Plastic glazing - This type of glazing is usually inexpensive and less likely to break than other glazing materials.  However, these surfaces scratch easily and can become brittle and discolored.

Glass glazing - This is found in the more expensive skylights.  It is more durable than plastic and does not discolor.  All glass used for skylights must be made of "safety glazing," a generic term for both tempered and laminated glass. Tempered glass is the most impact resistant. Laminated glass is fabricated with a thin layer of plastic embedded near the center of the glass. Both types keep the glass from breaking into large, sharp pieces. Skylights are often made with a tempered glass on the exterior side and a laminated pane on the interior side. This arrangement gives maximum impact resistance while protecting occupants from falling shards of glass.

Solar heat control glazing - Manufacturers use various glazing methods to reduce the impact of summer solar heat gains and winter time heat losses.  These come in the form of heat-absorbing tints, double and tripled pane skylights and low-emissivity coatings.

Slope

When your window professional installs your skylight, one of the factors they will take into consideration is the slope.  The slope, or tilt of the skylight, affects the amount of solar heat gain.  A low slope on your skylight admits more solar heat in the summer and less in the winter, which is the opposite of the effect you are trying to achieve. As a rule of thumb, you want to achieve a slope equal to your geographical latitude plus 5 to 15 degrees. For example, the optimum slope for a south-facing skylight in Columbus, Ohio, at 40º North latitude, is 45º to 55º. Every skylight has a "shaft" which governs how much light is admitted into the room below.  If all four sides are flared, then the light is spread over a wide area.  If your skylight has a shaft with perpendicular sides, the light is focused straight below.  If your skylight's shaft is flared on only one or two sides, then the light is sprayed in the flared direction.

Ventilation

If you wish, you can have a skylight which also provides ventilation as well as light to your room. This allows you to release the hot air which collects at your ceiling.  Ventilating skylight can be operated by one of three ways:

Manual skylight controls - These are opened by your use of an extended rod to manually crank the skylight open.  These are designed for ceilings of less than 15 feet.

Electronic skylight controls - A simpler model of this type of control is wired to a wall mounted switch which opens and closes the skylight.  More complex models are controlled by a special wall console of a wireless remote control.

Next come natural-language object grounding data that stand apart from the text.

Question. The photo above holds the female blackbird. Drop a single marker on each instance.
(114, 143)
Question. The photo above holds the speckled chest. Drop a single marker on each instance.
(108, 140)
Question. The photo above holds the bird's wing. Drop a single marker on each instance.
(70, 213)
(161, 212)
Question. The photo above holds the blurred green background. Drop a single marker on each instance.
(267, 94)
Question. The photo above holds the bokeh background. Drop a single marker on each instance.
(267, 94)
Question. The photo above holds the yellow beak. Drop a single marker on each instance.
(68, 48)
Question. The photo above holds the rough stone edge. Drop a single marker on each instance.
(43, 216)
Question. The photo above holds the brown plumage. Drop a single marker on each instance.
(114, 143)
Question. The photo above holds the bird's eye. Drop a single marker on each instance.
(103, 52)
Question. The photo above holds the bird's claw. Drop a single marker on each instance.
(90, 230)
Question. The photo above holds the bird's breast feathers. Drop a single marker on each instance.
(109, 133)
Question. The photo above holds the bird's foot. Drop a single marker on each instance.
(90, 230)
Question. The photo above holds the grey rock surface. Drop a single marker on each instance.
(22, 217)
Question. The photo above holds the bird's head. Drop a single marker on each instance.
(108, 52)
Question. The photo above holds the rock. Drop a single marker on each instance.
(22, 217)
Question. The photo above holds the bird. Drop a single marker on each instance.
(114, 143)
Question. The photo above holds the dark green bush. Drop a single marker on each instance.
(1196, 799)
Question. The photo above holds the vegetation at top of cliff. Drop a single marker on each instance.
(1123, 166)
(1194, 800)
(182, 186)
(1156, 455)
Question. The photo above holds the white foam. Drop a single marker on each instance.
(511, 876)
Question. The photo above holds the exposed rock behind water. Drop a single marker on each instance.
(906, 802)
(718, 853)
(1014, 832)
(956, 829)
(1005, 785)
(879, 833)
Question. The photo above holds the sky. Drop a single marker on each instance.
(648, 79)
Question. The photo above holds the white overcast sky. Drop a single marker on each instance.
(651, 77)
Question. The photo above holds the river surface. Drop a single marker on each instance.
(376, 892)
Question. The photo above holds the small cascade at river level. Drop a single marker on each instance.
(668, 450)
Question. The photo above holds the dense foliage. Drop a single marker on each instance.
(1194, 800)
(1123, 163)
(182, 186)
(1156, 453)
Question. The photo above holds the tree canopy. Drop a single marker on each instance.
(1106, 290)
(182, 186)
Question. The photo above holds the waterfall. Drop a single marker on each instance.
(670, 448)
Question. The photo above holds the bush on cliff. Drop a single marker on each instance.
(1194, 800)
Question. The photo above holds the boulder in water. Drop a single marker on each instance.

Automatic operating controls - With this type of control, integrated heat sensors trigger the skylight to open when the interior heat reaches a preset temperature.  Exterior sensors automatically close the unit when they sense moisture.

Tubular skylights

An alternative to the conventional skylight, which looks like a window in your roof, is the tubular skylight.  The tubular skylight is a roof-mounted dome which collects natural light and delivers it to the room below.  It is less expensive than the conventional skylight because it is designed to fit between roof and ceiling framing, eliminating the need for structural modifications.  You will commonly see these used in bathrooms, hallways and closets, but they can be used in any room of your house. The average tubular skylight ranges in size from 10 - 21 inches in diameter, which lights a 100-600 square foot interior space. Skylights of any type transform a room by adding warmth and depth while bringing out the natural beauty of your home and its surroundings.  When planning your new home or the remodel of your current one, take some time to consider skylights as a beautiful enhancement that also provide comfort to you and your family while conserving the energy we all share.